Ultimately, in a family law context, the appropriate value to be assigned to a pension is determined by the law: in a few provinces there is a law which specifies the appropriate value, however, in most cases this is left up to the courts to decide (so there may be case law on the topic). The discussion that follows describes the fair value of a pension from an actuarial or economic perspective. The Canadian Institute of Actuaries has a standard of practice which specifies how a pension should be valued on marriage breakdown to ensure the value is a fair economic value; in the absence of law which specifies otherwise, the value of a pension should be calculated in accordance with this standard. It is within the discretion of the lawmakers or courts, however, to specify a value for the pension on marriage breakdown and this value may be unfair from an actuarial perspective in many cases (i.e. the commuted value). The Matrimonial Property Act of Alberta does not specify the value to be assigned to the pension and the maximum value that is allowed to be divided under the Employment Pension Plans Act is a limit meant to protect the pension plan and is not necessarily the fair value of the pension (click here for more information).

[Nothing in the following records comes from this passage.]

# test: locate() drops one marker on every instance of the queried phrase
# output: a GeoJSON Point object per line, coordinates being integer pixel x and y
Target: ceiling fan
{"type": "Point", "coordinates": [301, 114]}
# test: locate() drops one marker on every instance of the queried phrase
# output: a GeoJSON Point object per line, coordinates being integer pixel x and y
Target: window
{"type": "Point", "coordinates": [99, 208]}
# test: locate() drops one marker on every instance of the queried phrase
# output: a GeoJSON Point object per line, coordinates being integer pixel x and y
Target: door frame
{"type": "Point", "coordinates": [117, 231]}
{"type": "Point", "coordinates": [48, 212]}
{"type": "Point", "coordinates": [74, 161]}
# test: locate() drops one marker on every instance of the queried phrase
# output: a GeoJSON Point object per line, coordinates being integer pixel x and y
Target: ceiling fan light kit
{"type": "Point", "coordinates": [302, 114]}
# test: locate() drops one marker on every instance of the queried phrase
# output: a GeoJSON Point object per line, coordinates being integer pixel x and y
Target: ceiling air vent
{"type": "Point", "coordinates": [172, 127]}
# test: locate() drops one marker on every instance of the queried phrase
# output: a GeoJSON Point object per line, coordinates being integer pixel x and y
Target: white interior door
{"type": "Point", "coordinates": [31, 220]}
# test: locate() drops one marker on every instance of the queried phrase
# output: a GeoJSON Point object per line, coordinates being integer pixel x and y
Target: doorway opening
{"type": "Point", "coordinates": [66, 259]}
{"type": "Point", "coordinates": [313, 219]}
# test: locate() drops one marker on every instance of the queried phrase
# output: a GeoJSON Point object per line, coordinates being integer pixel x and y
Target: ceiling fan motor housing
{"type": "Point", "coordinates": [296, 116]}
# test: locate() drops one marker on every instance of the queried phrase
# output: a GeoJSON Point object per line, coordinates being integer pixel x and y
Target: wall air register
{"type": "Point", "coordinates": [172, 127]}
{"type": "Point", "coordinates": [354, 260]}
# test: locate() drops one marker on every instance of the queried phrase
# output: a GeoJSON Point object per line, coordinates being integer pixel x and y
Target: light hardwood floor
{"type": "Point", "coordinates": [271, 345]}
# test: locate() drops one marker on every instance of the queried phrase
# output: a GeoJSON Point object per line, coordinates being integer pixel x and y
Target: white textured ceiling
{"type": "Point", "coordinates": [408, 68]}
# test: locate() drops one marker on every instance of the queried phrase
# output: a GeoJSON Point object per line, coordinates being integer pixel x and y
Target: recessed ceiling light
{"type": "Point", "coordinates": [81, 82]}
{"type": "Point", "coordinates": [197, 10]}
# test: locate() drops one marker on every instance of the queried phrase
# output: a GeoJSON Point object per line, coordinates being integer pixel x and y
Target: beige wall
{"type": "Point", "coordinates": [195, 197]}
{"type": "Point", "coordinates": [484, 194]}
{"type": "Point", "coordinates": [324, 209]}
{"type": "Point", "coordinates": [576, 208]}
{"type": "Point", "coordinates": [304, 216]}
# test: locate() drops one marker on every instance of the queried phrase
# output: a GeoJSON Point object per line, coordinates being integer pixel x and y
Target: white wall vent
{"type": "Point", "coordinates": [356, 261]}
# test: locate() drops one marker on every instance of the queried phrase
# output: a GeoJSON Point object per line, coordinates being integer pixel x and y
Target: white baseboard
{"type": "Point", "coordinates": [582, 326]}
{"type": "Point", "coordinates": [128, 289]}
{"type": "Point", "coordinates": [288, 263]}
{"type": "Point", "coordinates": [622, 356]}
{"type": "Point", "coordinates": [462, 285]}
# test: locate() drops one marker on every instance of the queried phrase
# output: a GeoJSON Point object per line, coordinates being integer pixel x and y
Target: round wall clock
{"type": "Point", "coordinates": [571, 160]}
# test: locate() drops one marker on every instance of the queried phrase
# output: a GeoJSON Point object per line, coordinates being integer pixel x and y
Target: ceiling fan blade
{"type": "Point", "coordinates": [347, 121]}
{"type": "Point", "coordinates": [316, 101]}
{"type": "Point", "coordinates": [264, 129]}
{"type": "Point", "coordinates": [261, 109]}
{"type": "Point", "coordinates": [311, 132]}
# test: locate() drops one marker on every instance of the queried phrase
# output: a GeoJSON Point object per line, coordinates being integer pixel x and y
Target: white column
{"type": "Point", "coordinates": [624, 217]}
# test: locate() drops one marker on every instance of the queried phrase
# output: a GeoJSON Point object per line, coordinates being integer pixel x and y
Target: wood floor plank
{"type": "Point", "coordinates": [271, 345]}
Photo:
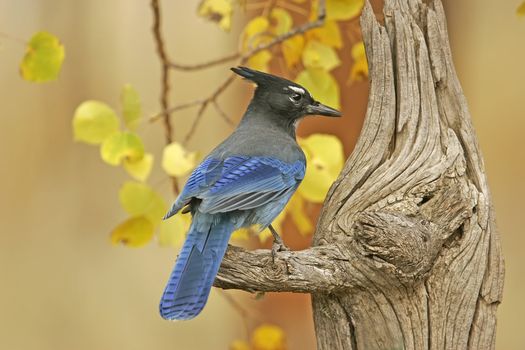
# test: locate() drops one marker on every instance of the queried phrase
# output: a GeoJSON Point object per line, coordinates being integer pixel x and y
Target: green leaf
{"type": "Point", "coordinates": [131, 108]}
{"type": "Point", "coordinates": [134, 232]}
{"type": "Point", "coordinates": [139, 199]}
{"type": "Point", "coordinates": [318, 55]}
{"type": "Point", "coordinates": [321, 85]}
{"type": "Point", "coordinates": [121, 145]}
{"type": "Point", "coordinates": [141, 168]}
{"type": "Point", "coordinates": [43, 58]}
{"type": "Point", "coordinates": [93, 122]}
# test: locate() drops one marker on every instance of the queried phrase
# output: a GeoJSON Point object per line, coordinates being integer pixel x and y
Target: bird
{"type": "Point", "coordinates": [245, 181]}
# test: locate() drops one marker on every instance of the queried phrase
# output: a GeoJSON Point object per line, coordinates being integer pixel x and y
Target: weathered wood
{"type": "Point", "coordinates": [406, 254]}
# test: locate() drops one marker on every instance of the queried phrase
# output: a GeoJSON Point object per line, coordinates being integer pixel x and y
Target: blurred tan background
{"type": "Point", "coordinates": [63, 286]}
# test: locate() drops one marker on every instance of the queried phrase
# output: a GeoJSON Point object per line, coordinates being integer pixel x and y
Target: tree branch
{"type": "Point", "coordinates": [165, 78]}
{"type": "Point", "coordinates": [317, 269]}
{"type": "Point", "coordinates": [204, 103]}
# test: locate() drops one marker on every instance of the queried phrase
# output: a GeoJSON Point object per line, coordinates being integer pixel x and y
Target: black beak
{"type": "Point", "coordinates": [317, 108]}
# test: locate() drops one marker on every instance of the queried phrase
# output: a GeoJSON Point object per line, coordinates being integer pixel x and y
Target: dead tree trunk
{"type": "Point", "coordinates": [406, 254]}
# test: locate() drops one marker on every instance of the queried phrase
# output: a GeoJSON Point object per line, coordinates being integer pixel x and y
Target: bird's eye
{"type": "Point", "coordinates": [296, 97]}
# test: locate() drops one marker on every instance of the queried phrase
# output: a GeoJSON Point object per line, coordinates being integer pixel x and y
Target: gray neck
{"type": "Point", "coordinates": [262, 115]}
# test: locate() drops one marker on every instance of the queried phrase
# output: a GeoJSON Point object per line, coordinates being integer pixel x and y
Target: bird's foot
{"type": "Point", "coordinates": [278, 244]}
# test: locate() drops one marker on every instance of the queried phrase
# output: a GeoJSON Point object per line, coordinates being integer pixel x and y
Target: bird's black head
{"type": "Point", "coordinates": [286, 98]}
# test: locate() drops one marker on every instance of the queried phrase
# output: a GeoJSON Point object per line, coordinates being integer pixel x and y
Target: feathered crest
{"type": "Point", "coordinates": [263, 79]}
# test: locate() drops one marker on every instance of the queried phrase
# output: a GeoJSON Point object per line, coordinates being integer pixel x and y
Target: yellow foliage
{"type": "Point", "coordinates": [325, 159]}
{"type": "Point", "coordinates": [318, 55]}
{"type": "Point", "coordinates": [134, 232]}
{"type": "Point", "coordinates": [260, 60]}
{"type": "Point", "coordinates": [342, 10]}
{"type": "Point", "coordinates": [43, 58]}
{"type": "Point", "coordinates": [93, 122]}
{"type": "Point", "coordinates": [283, 21]}
{"type": "Point", "coordinates": [293, 50]}
{"type": "Point", "coordinates": [321, 85]}
{"type": "Point", "coordinates": [239, 345]}
{"type": "Point", "coordinates": [121, 145]}
{"type": "Point", "coordinates": [139, 169]}
{"type": "Point", "coordinates": [219, 11]}
{"type": "Point", "coordinates": [329, 34]}
{"type": "Point", "coordinates": [172, 231]}
{"type": "Point", "coordinates": [177, 161]}
{"type": "Point", "coordinates": [255, 33]}
{"type": "Point", "coordinates": [520, 11]}
{"type": "Point", "coordinates": [139, 199]}
{"type": "Point", "coordinates": [296, 210]}
{"type": "Point", "coordinates": [131, 108]}
{"type": "Point", "coordinates": [268, 337]}
{"type": "Point", "coordinates": [359, 69]}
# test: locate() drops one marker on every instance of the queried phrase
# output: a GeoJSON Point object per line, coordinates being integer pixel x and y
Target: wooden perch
{"type": "Point", "coordinates": [406, 254]}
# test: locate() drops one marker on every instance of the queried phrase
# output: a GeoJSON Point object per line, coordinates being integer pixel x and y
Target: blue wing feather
{"type": "Point", "coordinates": [248, 181]}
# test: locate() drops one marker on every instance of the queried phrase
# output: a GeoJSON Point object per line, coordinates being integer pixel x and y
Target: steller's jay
{"type": "Point", "coordinates": [246, 180]}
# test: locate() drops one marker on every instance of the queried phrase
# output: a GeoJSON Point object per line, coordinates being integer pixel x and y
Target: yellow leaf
{"type": "Point", "coordinates": [260, 60]}
{"type": "Point", "coordinates": [520, 11]}
{"type": "Point", "coordinates": [283, 21]}
{"type": "Point", "coordinates": [342, 10]}
{"type": "Point", "coordinates": [329, 34]}
{"type": "Point", "coordinates": [324, 158]}
{"type": "Point", "coordinates": [177, 161]}
{"type": "Point", "coordinates": [131, 108]}
{"type": "Point", "coordinates": [139, 169]}
{"type": "Point", "coordinates": [318, 55]}
{"type": "Point", "coordinates": [219, 11]}
{"type": "Point", "coordinates": [121, 145]}
{"type": "Point", "coordinates": [139, 199]}
{"type": "Point", "coordinates": [93, 122]}
{"type": "Point", "coordinates": [43, 58]}
{"type": "Point", "coordinates": [173, 230]}
{"type": "Point", "coordinates": [268, 337]}
{"type": "Point", "coordinates": [293, 50]}
{"type": "Point", "coordinates": [255, 33]}
{"type": "Point", "coordinates": [134, 232]}
{"type": "Point", "coordinates": [239, 345]}
{"type": "Point", "coordinates": [359, 69]}
{"type": "Point", "coordinates": [299, 216]}
{"type": "Point", "coordinates": [321, 85]}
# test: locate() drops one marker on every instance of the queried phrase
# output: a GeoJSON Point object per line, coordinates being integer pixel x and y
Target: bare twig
{"type": "Point", "coordinates": [190, 67]}
{"type": "Point", "coordinates": [204, 103]}
{"type": "Point", "coordinates": [177, 108]}
{"type": "Point", "coordinates": [165, 79]}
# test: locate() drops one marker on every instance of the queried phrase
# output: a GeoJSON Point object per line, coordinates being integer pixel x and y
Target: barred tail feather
{"type": "Point", "coordinates": [197, 265]}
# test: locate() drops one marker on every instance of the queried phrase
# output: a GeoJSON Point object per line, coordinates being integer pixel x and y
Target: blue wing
{"type": "Point", "coordinates": [239, 183]}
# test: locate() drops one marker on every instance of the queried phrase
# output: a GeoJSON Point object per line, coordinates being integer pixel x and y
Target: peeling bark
{"type": "Point", "coordinates": [406, 254]}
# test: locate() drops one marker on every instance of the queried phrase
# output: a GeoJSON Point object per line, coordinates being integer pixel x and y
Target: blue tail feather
{"type": "Point", "coordinates": [197, 265]}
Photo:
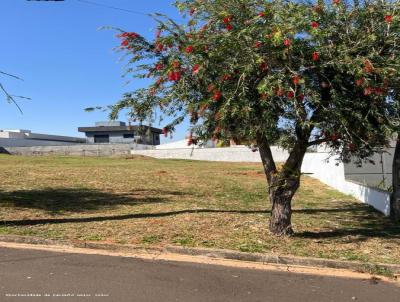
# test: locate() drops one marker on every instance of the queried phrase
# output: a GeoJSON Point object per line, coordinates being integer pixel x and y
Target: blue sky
{"type": "Point", "coordinates": [66, 62]}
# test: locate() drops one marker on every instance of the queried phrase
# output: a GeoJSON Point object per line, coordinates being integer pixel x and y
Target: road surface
{"type": "Point", "coordinates": [33, 275]}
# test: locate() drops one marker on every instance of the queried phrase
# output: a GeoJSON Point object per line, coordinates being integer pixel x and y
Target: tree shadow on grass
{"type": "Point", "coordinates": [368, 222]}
{"type": "Point", "coordinates": [359, 223]}
{"type": "Point", "coordinates": [78, 200]}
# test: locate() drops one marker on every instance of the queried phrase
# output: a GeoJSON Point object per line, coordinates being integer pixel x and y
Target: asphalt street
{"type": "Point", "coordinates": [33, 275]}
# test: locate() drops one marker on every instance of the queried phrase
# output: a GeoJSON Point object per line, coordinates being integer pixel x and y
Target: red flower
{"type": "Point", "coordinates": [227, 20]}
{"type": "Point", "coordinates": [368, 91]}
{"type": "Point", "coordinates": [280, 92]}
{"type": "Point", "coordinates": [389, 19]}
{"type": "Point", "coordinates": [159, 66]}
{"type": "Point", "coordinates": [159, 47]}
{"type": "Point", "coordinates": [217, 95]}
{"type": "Point", "coordinates": [176, 64]}
{"type": "Point", "coordinates": [159, 81]}
{"type": "Point", "coordinates": [174, 76]}
{"type": "Point", "coordinates": [318, 9]}
{"type": "Point", "coordinates": [226, 77]}
{"type": "Point", "coordinates": [229, 27]}
{"type": "Point", "coordinates": [368, 67]}
{"type": "Point", "coordinates": [131, 35]}
{"type": "Point", "coordinates": [196, 69]}
{"type": "Point", "coordinates": [189, 49]}
{"type": "Point", "coordinates": [315, 56]}
{"type": "Point", "coordinates": [360, 81]}
{"type": "Point", "coordinates": [264, 66]}
{"type": "Point", "coordinates": [258, 44]}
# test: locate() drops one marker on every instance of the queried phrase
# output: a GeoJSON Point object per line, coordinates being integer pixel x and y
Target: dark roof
{"type": "Point", "coordinates": [118, 129]}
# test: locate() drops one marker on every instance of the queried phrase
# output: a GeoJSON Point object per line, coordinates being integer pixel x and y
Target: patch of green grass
{"type": "Point", "coordinates": [190, 203]}
{"type": "Point", "coordinates": [151, 239]}
{"type": "Point", "coordinates": [185, 240]}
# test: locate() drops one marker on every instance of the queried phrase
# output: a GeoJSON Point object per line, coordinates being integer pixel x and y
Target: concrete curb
{"type": "Point", "coordinates": [378, 268]}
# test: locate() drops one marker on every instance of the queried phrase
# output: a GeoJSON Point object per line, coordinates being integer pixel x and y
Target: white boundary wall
{"type": "Point", "coordinates": [331, 173]}
{"type": "Point", "coordinates": [315, 164]}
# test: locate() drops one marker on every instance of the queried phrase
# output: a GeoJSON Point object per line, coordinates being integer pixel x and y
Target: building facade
{"type": "Point", "coordinates": [118, 132]}
{"type": "Point", "coordinates": [26, 138]}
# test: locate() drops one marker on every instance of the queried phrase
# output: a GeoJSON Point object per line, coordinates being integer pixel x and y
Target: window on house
{"type": "Point", "coordinates": [129, 135]}
{"type": "Point", "coordinates": [101, 138]}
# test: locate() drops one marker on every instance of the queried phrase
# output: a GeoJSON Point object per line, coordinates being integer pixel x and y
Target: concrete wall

The value of a defined benefit pension cannot be simplified to a single value even though many people believe this to be the case (including some pension plan administrators). The single value that is provided by the pension plan administrator is often an unfair value to assign to the pension on marriage breakdown (click here for more information on the value provided by the pension plan administrator).
A defined benefit pension plan is very different from a defined contribution pension or a RRSP, both of which are just tax deferred investment accounts. In the case of a defined benefit pension plan, the member is entitled to an amount of pension not an amount of money. The value of a given amount of pension depends on many factors which are unique to an individual, including: when a member plans to retire, possible substandard life expectancy, etc. However, given a set of assumptions regarding assumed retirement age, life expectancy, etc., an actuary can determine the value of a member’s defined benefit pension; the general idea is to try to determine the amount of money that the member would require in their RRSP to provide an equivalent retirement pension (see ‘How does an actuary determine the value of a defined benefit pension?’ for more details). The value of a member’s pension, or the amount of money that they would require in their RRSP to provide an equivalent pension, varies substantially based on individual circumstances. For example:
Many pension plans provide early retirement benefits which allow members to retire prior to age 65 with an unreduced pension. Let’s assume that a member has earned a lifetime pension of $30,000 per year and can retire as early as age 60 with an unreduced pension. If they are assumed to retire at age 65, the value of their pension might be $200,000. This means that if they had $200,000 in their RRSP, they would have enough money to withdraw $30,000 beginning at age 65 for their expected lifetime. However, if they are assumed to retire at age 60 the value would be about 30% higher, or about $260,000; the value is higher because they will be receiving the pension for five more years. If they traded their defined benefit pension for $200,000 in their RRSP and then retired at age 60, they would not have sufficient funds to withdraw $30,000 per year for their expected lifetime; if they are most likely to retire at age 60, $200,000 would not be the correct value of their pension. As you can see, there is not just one correct value for a defined benefit pension; there are a range of possible values which need to be determined by an actuary. This simplified example does not take into account future salary increases which could be considered and would result in an even larger range of values. The difference between the highest and lowest value that could be assigned to their pension can be substantial, and the correct value can only be selected by considering which value makes sense for a given individual.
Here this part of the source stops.